Still, Krikorian said he’s torn about Texas’ birth certificate requirements. Although he does not believe that children of people who entered the country illegally should be automatically granted citizenship as the Fourteenth Amendment guarantees, that is the law of the land and should not be blocked by a state policy, he said.

“The more I think of it, the more I come down against the Texas argument, reluctantly,” Krikorian said.

Accepting the consular cards for the sole purpose of obtaining a copy of a birth certificate doesn’t legitimize an unauthorized immigrant’s residency, Krikorian said, only that of the U.S.-born child.
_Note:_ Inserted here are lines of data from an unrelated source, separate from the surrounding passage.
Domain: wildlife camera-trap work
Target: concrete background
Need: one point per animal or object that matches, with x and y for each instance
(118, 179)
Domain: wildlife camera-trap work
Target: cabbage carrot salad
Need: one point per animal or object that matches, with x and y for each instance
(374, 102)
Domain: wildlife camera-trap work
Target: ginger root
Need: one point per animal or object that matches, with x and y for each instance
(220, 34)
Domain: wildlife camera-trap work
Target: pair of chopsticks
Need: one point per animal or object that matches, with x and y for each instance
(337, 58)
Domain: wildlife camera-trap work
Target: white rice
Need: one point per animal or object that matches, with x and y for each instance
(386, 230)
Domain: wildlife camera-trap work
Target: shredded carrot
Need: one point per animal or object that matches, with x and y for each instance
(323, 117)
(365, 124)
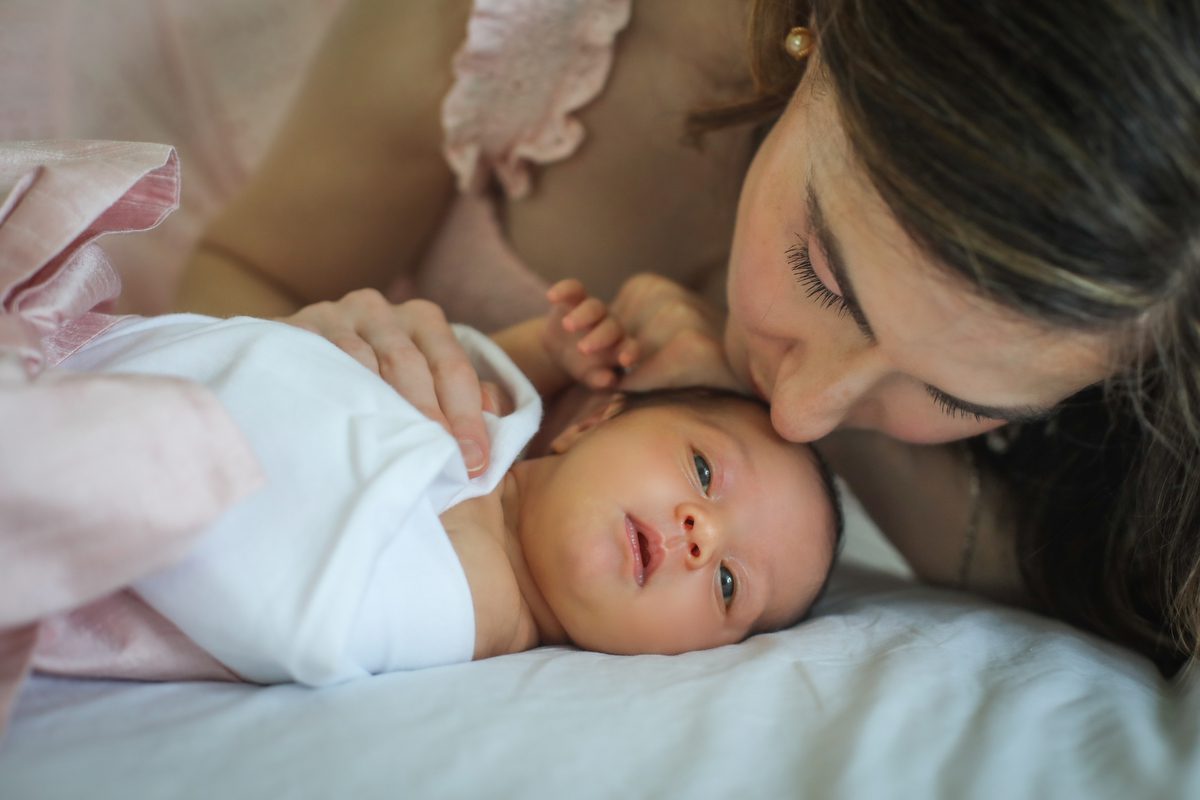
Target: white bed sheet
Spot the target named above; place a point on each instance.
(892, 691)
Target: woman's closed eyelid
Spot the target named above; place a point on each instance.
(801, 260)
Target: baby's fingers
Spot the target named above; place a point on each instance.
(585, 316)
(605, 335)
(600, 378)
(568, 292)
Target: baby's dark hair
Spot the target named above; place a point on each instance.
(713, 397)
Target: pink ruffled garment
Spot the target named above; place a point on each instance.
(102, 477)
(510, 110)
(211, 78)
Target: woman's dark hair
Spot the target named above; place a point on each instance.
(1048, 154)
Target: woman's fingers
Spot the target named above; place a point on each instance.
(455, 383)
(414, 349)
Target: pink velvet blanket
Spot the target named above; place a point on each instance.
(103, 479)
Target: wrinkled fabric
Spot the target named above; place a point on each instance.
(510, 110)
(511, 103)
(340, 567)
(102, 479)
(211, 78)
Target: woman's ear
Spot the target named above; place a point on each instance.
(601, 409)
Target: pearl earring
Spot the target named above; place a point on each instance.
(798, 43)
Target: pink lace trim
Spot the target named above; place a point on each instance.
(525, 67)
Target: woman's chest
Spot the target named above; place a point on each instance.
(636, 197)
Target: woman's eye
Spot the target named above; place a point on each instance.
(703, 471)
(729, 585)
(952, 409)
(802, 268)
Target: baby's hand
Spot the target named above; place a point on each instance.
(585, 338)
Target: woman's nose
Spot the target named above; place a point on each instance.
(700, 533)
(814, 394)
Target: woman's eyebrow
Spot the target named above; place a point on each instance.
(827, 242)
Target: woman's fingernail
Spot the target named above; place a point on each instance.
(472, 455)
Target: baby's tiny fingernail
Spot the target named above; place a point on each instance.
(472, 455)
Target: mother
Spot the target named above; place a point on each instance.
(965, 218)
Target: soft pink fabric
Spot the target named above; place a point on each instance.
(211, 78)
(509, 110)
(526, 66)
(121, 637)
(102, 477)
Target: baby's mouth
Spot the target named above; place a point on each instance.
(646, 546)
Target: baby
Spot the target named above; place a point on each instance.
(657, 523)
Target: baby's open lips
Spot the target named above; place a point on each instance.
(647, 547)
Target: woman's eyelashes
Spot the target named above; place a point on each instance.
(951, 408)
(802, 268)
(703, 471)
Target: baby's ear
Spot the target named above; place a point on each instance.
(599, 409)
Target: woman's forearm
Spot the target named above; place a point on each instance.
(219, 284)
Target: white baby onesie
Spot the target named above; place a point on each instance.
(340, 566)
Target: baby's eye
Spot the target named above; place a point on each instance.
(729, 585)
(703, 471)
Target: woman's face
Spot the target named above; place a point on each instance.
(839, 320)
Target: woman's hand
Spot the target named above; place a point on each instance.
(677, 336)
(413, 348)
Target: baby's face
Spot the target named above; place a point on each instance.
(670, 529)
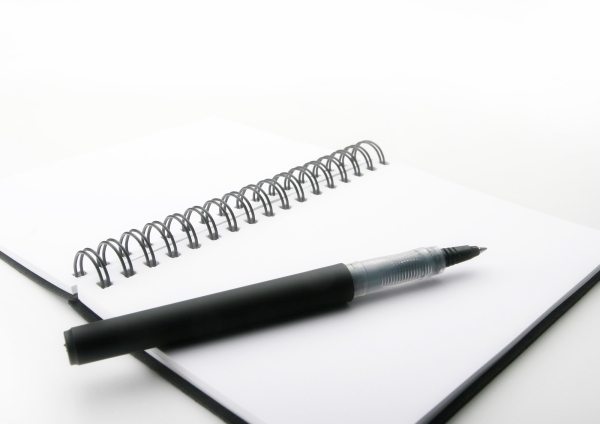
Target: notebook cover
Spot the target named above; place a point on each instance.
(440, 414)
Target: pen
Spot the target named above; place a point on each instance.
(262, 303)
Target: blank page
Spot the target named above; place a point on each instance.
(386, 357)
(52, 212)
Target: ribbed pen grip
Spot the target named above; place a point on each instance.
(377, 274)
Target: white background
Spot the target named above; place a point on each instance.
(503, 97)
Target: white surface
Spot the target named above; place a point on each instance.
(501, 97)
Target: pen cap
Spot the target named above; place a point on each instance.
(381, 273)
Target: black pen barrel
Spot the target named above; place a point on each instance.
(212, 315)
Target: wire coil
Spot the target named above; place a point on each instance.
(278, 186)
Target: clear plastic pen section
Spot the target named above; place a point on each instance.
(381, 273)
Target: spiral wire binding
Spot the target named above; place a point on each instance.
(294, 178)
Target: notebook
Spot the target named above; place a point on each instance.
(279, 207)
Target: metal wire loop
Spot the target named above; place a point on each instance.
(186, 226)
(223, 209)
(144, 244)
(274, 186)
(242, 202)
(165, 234)
(121, 253)
(96, 261)
(318, 165)
(377, 149)
(259, 194)
(356, 148)
(333, 160)
(296, 177)
(205, 218)
(343, 155)
(290, 181)
(304, 171)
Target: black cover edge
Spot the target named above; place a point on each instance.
(467, 391)
(162, 370)
(171, 376)
(36, 278)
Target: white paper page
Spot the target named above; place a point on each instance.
(51, 213)
(387, 357)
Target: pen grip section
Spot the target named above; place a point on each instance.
(213, 315)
But, he said, allowing the cards for any other reason — to obtain a driver’s license or open a bank account, for example — would be problematic.

“Those really do legitimize a person’s status,” Krikorian said. “They become a little less undocumented. It’s like a little bit of amnesty every time they use the card.”

Multiple times denied

Juana went three times to the vital statistics office in Edinburg to ask for a copy of her daughter’s birth certificate. The first time, she presented her consular card, the second her Mexican passport and the third, she brought them both, along with Ellie’s hospital records and documents to verify their home address.

Each time, she said, she was turned away. She felt discriminated against and alone in her battle. Then she sought legal help and felt empowered to meet other mothers in her situation.

In Ellie, who is almost 2, Juana, a single parent and a farmworker, sees hope for a better life, like the one that she envisioned for herself when she immigrated to the United States as a teen almost 20 years ago. But without a birth certificate, Juana has had difficulty enrolling Ellie in preschool and fears the child could lose her Medicaid coverage.

The health department is hindering her future, the mother said.

“The state does not ask me about my legal status when I pay my taxes, nor does it ask me about my status when I pay my bills,” she said. “I’ve contributed my part to this country. I’ve helped put food on people’s tables. I cannot leave my daughter without a birth certificate.”